Итак, первая вылазка закончилась удачно. Захваченное оружие сразу превращало моряков в маленький боевой отряд.
4На следующее утро Костя, Слава и Борька Познахирко, оживленно обсуждая последние события, отправились на Казанку. Их обязанностью было следить за пролегавшей по ту сторону речки дорогой. Доктор еще не разрешал Борьке много ходить, но он удрал тайком.
Мальчики из предосторожности шли зарослями. Достигнув Казанки, они засели в прибрежных камышах. Дорога, уходившая степью к городу, была ясно видна. На ней вздымалась пыль, но никто не шел и не ехал по ней. Косте надоело смотреть в ту сторону. Он передвинулся подальше, на бугорок, и вдруг замер. На противоположном берегу, заросшем красноватым лозняком, он заметил широкополую соломенную шляпу-бриль, вроде той, какую носил Данила Галаган.
Костя ползком, как уж, попятился, Слава и Борька вместе с ним принялись наблюдать за противоположным берегом. Шляпа не двигалась. Обладатель ее, очевидно, сидел. Что он здесь делал? Может быть, это Галаган? Тогда нужно немедля сообщить на хутор. Но прежде всего следует узнать, кто это.
Ребята подкрались ближе к воде, но человек на том берегу устроился так ловко, что и теперь его трудно было разглядеть. Долговязый Ходуля поднялся на колени, тихонько высунул длинную шею из камышей. То, что он увидел, немало удивило его. Человек в соломенной шляпе оказался вовсе не Галаганом, а белобрысым дядькой в вышитой украинской рубашке. Он сидел на корточках и удил рыбу.
Борька поделился с товарищами своими наблюдениями. Костя не поверил и сам высунул голову из камышей.

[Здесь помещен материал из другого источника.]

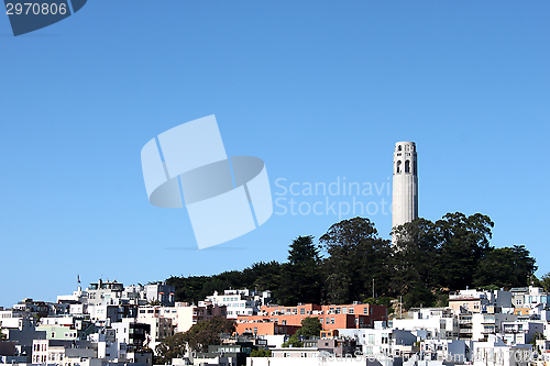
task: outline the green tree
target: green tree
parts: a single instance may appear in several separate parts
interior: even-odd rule
[[[544,291],[550,292],[550,271],[540,277],[540,285],[544,289]]]
[[[275,296],[280,304],[298,302],[320,303],[322,277],[321,259],[314,236],[298,236],[290,244],[288,263],[280,266],[279,286]]]
[[[435,304],[438,282],[435,264],[439,254],[436,225],[417,219],[395,228],[392,234],[395,237],[389,284],[393,293],[404,297],[406,308]]]
[[[477,266],[474,286],[494,285],[507,289],[529,286],[535,270],[535,259],[524,245],[488,249]]]
[[[232,334],[234,331],[234,321],[223,317],[213,317],[194,324],[184,333],[184,341],[193,351],[208,352],[209,345],[221,344],[220,334]]]
[[[321,330],[319,318],[307,317],[301,321],[301,328],[296,332],[296,335],[319,336]]]
[[[157,358],[155,361],[158,365],[172,364],[172,358],[182,358],[186,352],[186,340],[184,333],[176,333],[167,336],[156,347],[155,353]]]
[[[323,263],[327,300],[330,303],[361,301],[373,292],[378,295],[389,284],[389,241],[383,240],[366,218],[343,220],[320,237],[329,257]],[[381,293],[382,292],[382,293]]]
[[[460,290],[472,285],[477,264],[490,251],[493,226],[481,213],[448,213],[436,222],[440,243],[437,273],[442,287]]]
[[[271,357],[272,356],[272,351],[271,350],[252,350],[250,353],[251,357]]]
[[[301,342],[296,334],[290,335],[288,341],[282,344],[283,348],[294,347],[301,348],[304,347],[304,342]]]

Действительно, белобрысый дядька удил рыбу удочкой. Кто он такой?
Маленькие зеленоватые глаза Кости настороженно прищурились. В эту минуту подул утренний ветер, пригнул тонкие лозины на том берегу, и Костя увидел, что рыболов, оставив удилище, поднес к глазам бинокль. «Вот оно что!»
Костя толкнул Славу в спину:
— Беги скорей, а мы его покараулим!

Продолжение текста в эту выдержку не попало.